Barolo (ehemals Indo)
06.03.2010 - 14.08.2026
Lieber Bari,
Ende 2010 haben wir uns entschieden, dass unsere Familie noch zwei Fellnasen benötigt. Daher sind wir nach Markt Indersdorf gefahren. Auf der Webseite hatten wir Pele gesehen, der zusammen mit seinen drei Geschwistern dort gelebt hat. Unser Plan: Pele und ein Bruder oder eine Schwester sollten bei uns einziehen. Doch als wir ankamen, waren Peles Geschwister schon vergeben. Angesichts der vielen Katzen wussten wir nicht, wen wir noch adoptieren sollten. Diese Entscheidung hast du uns abgenommen: Du bist auf Stefans Schoß gesprungen und hast Dich eingerollt. Wir haben Pele und Dich mitgenommen und bei uns hießt Ihr Barolo und Brunello.
Wir haben von Deiner schlimmen Vorgeschichte erfahren: man hat Dich mit einem offenen Hüftbruch auf der Straße aufgelesen. AHE hatte Dich nach Deutschland gebracht, dort operieren lassen und Dich wieder gesund gepflegt. Durch die schlimmen Erinnerungen warst Du sehr schreckhaft: Du mochtest keine lauten Geräusche, kein Rascheln von Plastik und keine Schatten größerer Gegenstände über Dir. Wenn Freunde von uns im Haus waren, warst Du fast immer unsichtbar. Aber zu uns hast Du Vertrauen gefasst. Kaum legte man sich irgendwo hin, lagst Du auf der Brust, den Kopf fest an unseren Hals gepresst. Und als unser Sohn geboren wurde, wurdest Du der Bewacher, der uns lautstark gerufen hat, wenn Du dachtest, mit dem Baby stimme etwas nicht.
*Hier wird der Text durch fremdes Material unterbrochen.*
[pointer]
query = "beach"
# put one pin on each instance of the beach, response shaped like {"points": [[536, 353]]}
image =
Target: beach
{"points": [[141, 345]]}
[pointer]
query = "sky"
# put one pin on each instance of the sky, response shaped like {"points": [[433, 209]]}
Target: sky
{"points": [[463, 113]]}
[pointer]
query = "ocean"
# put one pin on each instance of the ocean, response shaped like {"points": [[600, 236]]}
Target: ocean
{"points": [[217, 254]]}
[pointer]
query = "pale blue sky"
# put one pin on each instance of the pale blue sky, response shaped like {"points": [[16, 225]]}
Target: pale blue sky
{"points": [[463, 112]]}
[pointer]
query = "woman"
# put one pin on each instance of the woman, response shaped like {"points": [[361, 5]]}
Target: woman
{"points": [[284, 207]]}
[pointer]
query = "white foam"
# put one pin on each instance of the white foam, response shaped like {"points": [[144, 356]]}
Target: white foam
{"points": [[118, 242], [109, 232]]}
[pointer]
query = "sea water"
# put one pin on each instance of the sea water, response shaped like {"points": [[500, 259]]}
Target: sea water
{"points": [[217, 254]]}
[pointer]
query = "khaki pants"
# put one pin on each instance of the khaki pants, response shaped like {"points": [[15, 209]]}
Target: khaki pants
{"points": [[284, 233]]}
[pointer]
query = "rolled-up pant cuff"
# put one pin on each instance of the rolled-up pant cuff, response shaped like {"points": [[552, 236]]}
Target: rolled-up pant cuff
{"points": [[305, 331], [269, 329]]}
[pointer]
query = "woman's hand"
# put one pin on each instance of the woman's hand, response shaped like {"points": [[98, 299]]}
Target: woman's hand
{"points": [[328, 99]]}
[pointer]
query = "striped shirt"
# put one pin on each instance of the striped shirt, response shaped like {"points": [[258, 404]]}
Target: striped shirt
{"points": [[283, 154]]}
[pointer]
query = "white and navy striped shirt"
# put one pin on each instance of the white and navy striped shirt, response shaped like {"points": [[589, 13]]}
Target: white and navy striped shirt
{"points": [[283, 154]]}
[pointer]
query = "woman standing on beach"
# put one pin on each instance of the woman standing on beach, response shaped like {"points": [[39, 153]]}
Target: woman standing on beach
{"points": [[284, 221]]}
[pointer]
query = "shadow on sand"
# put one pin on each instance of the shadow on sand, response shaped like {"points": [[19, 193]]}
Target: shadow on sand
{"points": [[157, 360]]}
Dir waren 15 Jahre ohne größere gesundheitliche Probleme vergönnt. Im Jahr 2025 wuchs hinter Deinem Vorderlauf ein Tumor, der sich als bösartig herausstellte. Wir ließen Dich operieren, da Du sonst noch sehr fit warst und offenbar keine Schmerzen hattest. Damit war Dir nochmal über ein weiteres Jahr mit uns vergönnt. Doch über den Sommer 2026 nahmst Du stetig Gewicht ab und warst schließlich nur noch Haut und Knochen. Trotz zunächst anderer Einschätzung der Tierärztin ahnten wir bereits, dass der Krebs zurück war. Am 14. August drängten wir die Tierärztin auf eine Abklärung und das Röntgenbild brachte die traurige Gewissheit. Um Dir weitere Schmerzen zu ersparen, ließen wir Dich gehen. Wir haben Dich im Garten an Deinem Lieblingsplatz unter dem Ahorn begraben.
Danke für die lange, schöne Zeit mit Dir und dass Du Deine letzten Nächte nochmal bei uns im Bett geschlafen hast. Wir vermissen Dich!